For most of my 70-something years, I've pursued what interested me. In school, I had a class schedule and assignments with deadlines. I attended, turned in my term papers, and took exams. Work became less scheduled. I had office patients most days and people who needed hospital attention. Consultations and admissions came randomly. Phone calls mostly got squeezed in. Pharmaceutical and insurance representatives stopped by mostly on their schedules. I accomplished what needed doing but enjoyed the autonomy of what I would do when. Retirement carried over that imprint. No pressure to time most things. When I enrolled in OLLI, classes met at specified times, and I had to allot transit time there and back. Synagogue services commenced at announced times but few people arrived at the beginning. Like most in attendance, I calculated how much time I wanted to be present, knowing that concluding prayers and kiddush occurred at reasonably predictable hours, then adjust my arrival to suit.
Our modern age exacts a price for that flexibility. Once retired, there are no times that need an alarm clock, let alone acquiescing when tired to meet somebody else's leverage over me. Social media, emails, cell phones can absorb whatever blocks of time their addictive nature imposes. No set meal times. Minimal commutes. The onset and conclusion of Shabbos each week sets the weekly structure.
And for a while, I drifted along. Not feeling particularly well, accomplishing few of the semi-annual goals I write down every December and June, getting too absorbed in FB, then descending into Twitter, I realized that some structure would enhance things. And a commitment to stopping what I should stop.
Each half year I include physical goals, usually stated as a desired waist circumference and weight which never achieve. It won't get fulfilled without a system. Thus, exercise now has a set time and intensity, one that I fully respect. Stretching also has a time. Measurements not attained, but I feel better.
After endless interrupted eveings, I took control of sleep. Set time to turn off screens, review what I did each day, turn out lights, and get up the next morning. This has also been regimented. Dental first, then weekly weight, then downstairs for some sunlight in the form of retrieving the newspaper from the end of the driveway. Water first, then brew a k-cup in the same mug. No email until I finish the coffee. Treadmill if on tap that day right after coffee. Crossword puzzles in the morning.
My week has creative activity built in. Make a YouTube video every Monday afternoon. Make dinner for Shabbos every Friday, with defrosting on Wednesday. BP taken twice a week and recorded immediately in an Excel log.
Some things do not take well to appointments with myself. For those, I have a timer. Housework fifteen minutes, reading twenty-five minutes, writing twenty-five minutes. I learned to avoid zero minutes.
Social media got the heave-ho on Rosh Hashana. FB gone, or at least my responses gone. I will share my writing or videos onto my site. The algorithm will do anything to get me back, going so far as to clutter my email with notices to look at what the people I care most about have posted. I almost never bite. Twitter gone. Reddit selective to responses where I can help somebody else. Just divesting this has freed up blocks of time I did not realize I had. Sometimes I use it well, other times not.

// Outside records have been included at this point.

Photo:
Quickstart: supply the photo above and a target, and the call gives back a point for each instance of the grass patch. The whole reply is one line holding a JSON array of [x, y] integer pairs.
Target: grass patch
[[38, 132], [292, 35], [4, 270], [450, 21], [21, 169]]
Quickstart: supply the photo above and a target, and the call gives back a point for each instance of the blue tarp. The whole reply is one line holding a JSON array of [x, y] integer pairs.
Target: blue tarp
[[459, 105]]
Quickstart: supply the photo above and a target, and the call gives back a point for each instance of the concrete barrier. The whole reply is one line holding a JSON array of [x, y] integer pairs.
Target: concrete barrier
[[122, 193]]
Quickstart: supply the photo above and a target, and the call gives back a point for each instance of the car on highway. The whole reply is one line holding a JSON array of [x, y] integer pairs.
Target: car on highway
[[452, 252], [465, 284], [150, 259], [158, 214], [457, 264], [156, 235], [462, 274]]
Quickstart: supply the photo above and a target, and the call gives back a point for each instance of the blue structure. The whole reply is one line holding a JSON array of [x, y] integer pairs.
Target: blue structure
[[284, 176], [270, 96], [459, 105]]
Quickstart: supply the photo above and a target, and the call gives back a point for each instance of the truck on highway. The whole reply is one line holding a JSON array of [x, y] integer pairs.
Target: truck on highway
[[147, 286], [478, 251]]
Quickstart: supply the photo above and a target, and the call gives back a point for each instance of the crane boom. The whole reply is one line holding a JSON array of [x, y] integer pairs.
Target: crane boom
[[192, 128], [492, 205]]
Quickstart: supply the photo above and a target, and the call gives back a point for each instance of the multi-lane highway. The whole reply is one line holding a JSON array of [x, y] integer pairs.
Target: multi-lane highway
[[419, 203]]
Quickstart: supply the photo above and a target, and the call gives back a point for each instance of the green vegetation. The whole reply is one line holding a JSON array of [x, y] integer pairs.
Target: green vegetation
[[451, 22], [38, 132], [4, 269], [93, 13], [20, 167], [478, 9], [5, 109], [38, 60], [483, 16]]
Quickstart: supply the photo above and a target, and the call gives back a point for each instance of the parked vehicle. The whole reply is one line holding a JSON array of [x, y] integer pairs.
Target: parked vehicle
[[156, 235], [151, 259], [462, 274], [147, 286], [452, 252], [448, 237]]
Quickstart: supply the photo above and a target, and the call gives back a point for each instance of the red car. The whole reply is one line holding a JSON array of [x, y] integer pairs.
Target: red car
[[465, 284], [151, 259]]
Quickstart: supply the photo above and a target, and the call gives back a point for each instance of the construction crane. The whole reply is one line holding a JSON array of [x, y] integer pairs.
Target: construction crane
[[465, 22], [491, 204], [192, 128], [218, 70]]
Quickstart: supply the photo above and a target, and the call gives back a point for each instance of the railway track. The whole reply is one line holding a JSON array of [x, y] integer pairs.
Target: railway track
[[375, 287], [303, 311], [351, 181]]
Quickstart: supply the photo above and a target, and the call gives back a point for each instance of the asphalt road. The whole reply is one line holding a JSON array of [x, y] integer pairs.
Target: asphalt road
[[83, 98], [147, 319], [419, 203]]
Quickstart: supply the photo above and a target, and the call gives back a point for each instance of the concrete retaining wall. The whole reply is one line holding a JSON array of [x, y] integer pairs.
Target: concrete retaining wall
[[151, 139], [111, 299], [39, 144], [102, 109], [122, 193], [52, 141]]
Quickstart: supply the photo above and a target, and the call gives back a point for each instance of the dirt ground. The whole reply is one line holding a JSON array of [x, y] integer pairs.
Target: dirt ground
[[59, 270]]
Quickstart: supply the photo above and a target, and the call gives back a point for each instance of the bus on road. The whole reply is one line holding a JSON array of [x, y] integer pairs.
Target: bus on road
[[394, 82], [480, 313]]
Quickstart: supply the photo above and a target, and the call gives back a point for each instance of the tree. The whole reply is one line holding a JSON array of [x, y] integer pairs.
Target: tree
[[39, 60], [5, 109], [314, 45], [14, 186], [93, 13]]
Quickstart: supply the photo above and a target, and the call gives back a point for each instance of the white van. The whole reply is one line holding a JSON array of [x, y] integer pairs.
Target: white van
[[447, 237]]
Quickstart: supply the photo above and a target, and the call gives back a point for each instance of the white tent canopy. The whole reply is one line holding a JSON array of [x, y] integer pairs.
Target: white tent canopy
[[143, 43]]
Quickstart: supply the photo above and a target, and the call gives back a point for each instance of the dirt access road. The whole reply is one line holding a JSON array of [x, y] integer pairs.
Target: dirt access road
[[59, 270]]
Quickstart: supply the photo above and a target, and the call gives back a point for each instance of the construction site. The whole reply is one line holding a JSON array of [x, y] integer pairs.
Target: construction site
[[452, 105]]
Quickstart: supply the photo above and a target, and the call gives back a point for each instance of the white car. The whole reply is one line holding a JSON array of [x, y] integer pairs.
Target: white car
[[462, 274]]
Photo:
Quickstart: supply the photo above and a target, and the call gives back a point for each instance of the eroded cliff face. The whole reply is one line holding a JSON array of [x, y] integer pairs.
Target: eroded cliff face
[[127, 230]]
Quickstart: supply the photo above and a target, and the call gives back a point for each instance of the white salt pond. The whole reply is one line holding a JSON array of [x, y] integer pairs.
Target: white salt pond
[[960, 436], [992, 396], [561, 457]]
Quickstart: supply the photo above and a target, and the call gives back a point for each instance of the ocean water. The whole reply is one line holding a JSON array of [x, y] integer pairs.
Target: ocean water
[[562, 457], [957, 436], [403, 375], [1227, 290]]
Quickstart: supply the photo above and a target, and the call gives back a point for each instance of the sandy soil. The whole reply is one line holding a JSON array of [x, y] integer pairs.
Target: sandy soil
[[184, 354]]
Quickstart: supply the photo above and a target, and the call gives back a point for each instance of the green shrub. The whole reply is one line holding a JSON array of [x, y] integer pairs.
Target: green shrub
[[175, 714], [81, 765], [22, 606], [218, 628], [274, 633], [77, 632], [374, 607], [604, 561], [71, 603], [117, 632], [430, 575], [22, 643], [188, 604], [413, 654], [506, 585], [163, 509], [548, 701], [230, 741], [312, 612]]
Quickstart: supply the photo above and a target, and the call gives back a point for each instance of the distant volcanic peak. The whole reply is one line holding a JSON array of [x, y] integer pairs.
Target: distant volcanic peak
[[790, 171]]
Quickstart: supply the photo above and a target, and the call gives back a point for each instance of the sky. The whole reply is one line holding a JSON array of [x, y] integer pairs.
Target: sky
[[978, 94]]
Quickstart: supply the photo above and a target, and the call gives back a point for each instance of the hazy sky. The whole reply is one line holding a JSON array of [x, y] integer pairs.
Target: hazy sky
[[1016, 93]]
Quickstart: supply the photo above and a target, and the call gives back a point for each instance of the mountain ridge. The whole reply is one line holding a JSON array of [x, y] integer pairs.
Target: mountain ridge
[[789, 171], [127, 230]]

This process of small upgrades has taken about two years. Results display as mixed. I feel better with sleep and exercise assurance. My library of videos now exceeds 100, my writing much more than that. Public recognition for any of this nil. Expanded friendships perhaps starting to slide from my FB exit. My Space largely completed, other house projects in different stages of making progress without renewal.
Yet, I benefit from a sense of what to pursue when. Keeping promises to myself, the essence of this change, has rewarded me unconditionally.